Wednesday, 10 November 2010

The Glass Books of the Dream Eaters


A Spy. A Killer. An Imposter.
Three extraordinary heroes, one very unique novel.
In The Glass Books of the Dream Eaters three most unlikely but nevertheless extraordinary heroes become inadvertently involved in the diabolical machinations of a cabal bent upon enslaving thousands through a devilish ‘process’.
Miss Temple is a feisty young woman with corkscrew curls who wishes only to learn why her fiancĂ© Roger broke off their engagement…
Cardinal Chang was asked to kill a man, but finding his quarry already dead he is determined to learn who beat him to it and why…
And Dr Svenson is chaperone to a dissolute Prince who has become involved with some most unsavoury individuals…
An adventure like no other, in a mysterious city few have travelled to, featuring a heroine and two heroes you will never ever forget... this is The Glass Books of the Dream Eaters.

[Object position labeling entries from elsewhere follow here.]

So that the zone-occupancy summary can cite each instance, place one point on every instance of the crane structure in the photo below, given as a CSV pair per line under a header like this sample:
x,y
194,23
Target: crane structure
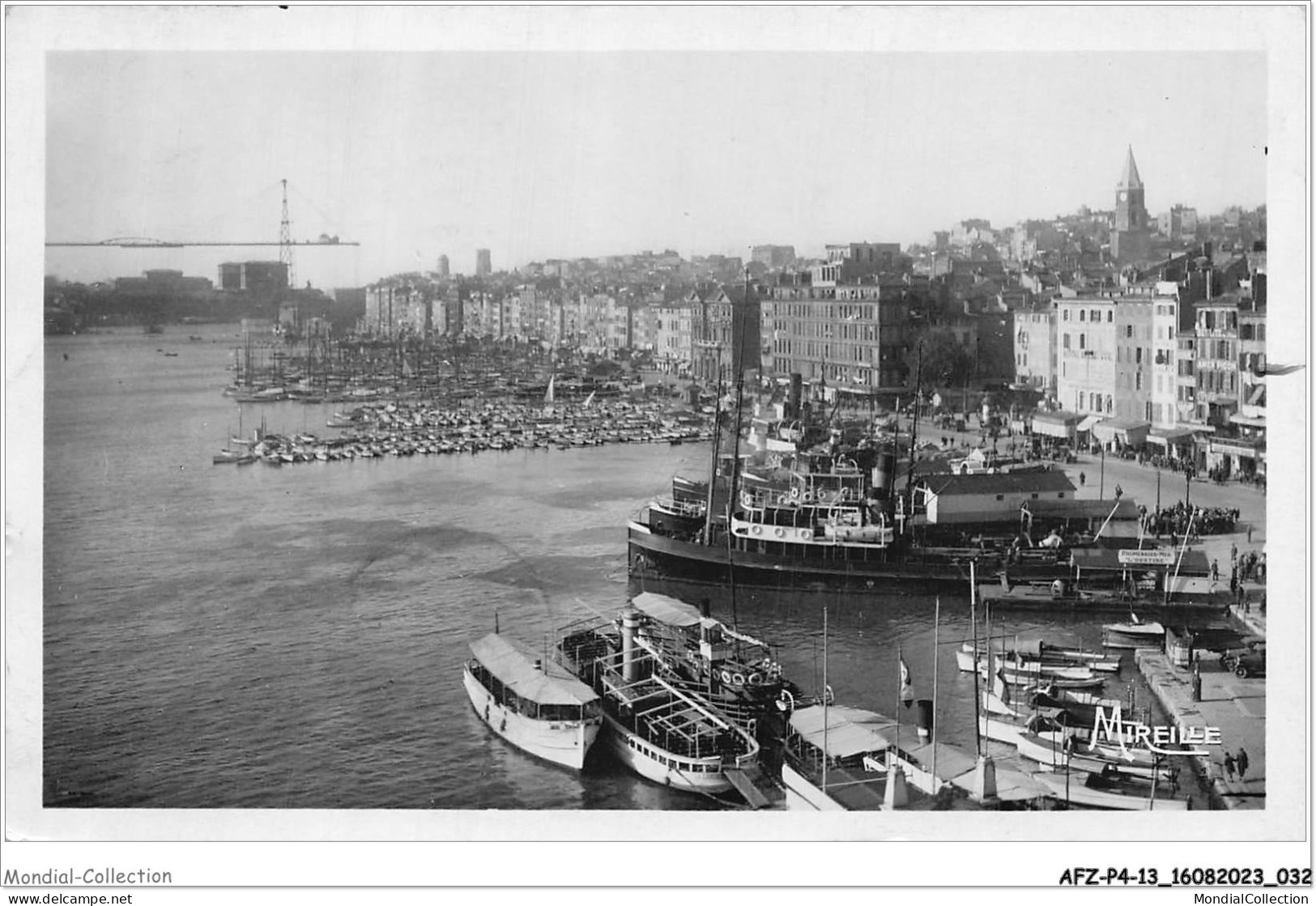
x,y
145,242
286,242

Dahlquist's debut novel has become, perhaps justifiably, notorious for the huge amount of money he was advanced on it ($2,000,000) which, to nobodies surprise, it singularly failed to recoup upon publication.
It's a shame as it's not the authors fault, the book itself is very good, but someone at the publishers really should have taken a step back and wondered if a fairly cerebral steampunk novel was ever going to generate that sort of return.

Glass Books is a sumptuously written experience that follows it's 3 very different protagonists, heiress Celeste Temple, assassin Cardinal Chang & doctor Captain-Surgeon Abelard Svenson, as they attempt to make sense of the conspiracy they find themselves embroiled in.

The books themselves are sheets of chemically engineered blue glass that can pull the thoughts from the mind of anyone looking inton it and then replay these stolen experiences (in the first person) to other observers. The creators of this wonderous glass are a cabal of deliciously old fashioned villianous cads and n'er-do-wells who are using them to convert, pervert, infiltrate and control the government of the, German-esque, duchy of Macklenburg. Our heroes, through a variety of unlikely means find themselves at loggerheads with the cabal and in an unlikely union with each other as they attempt to take them down.

As a reader I found the core triumverate to be a mixed bunch. Cardinal Chang I could happily read about all day long. His deliciously cold take on the world was a joy to experience. Svenson is a pompous bore but his unshakeable sense of duty gives his chapters a compulsion and he is a likeable enough pompous bore. Miss Temple though is a spoilt horror and in a way that she would utterly approve of she holds the lion share of the readers attention. She is the least interesting of the characters though and the one which I personally invested the smallest amount of emotional attachment in.

The book is written from the, chapter long, perspectives of each of the three mains in turn. whilst this does give a ridiculously thorough overview of the plot and the action it does result in a lot of repetition which does become slightly tiresome although the pace keeps this from becoming too large an issue.

The book ends on an open note - and indeed there is a sequel which I'll come to another time - so it's not the most satisfying on conclusions but the ride getting there is fun and fairly furious with a nice sense of time and place. It's slightly cerebral nature means it's not going to be for everyone but if you can get through the opening chapter then I think, like me, you'll enjoy the rest of the ride.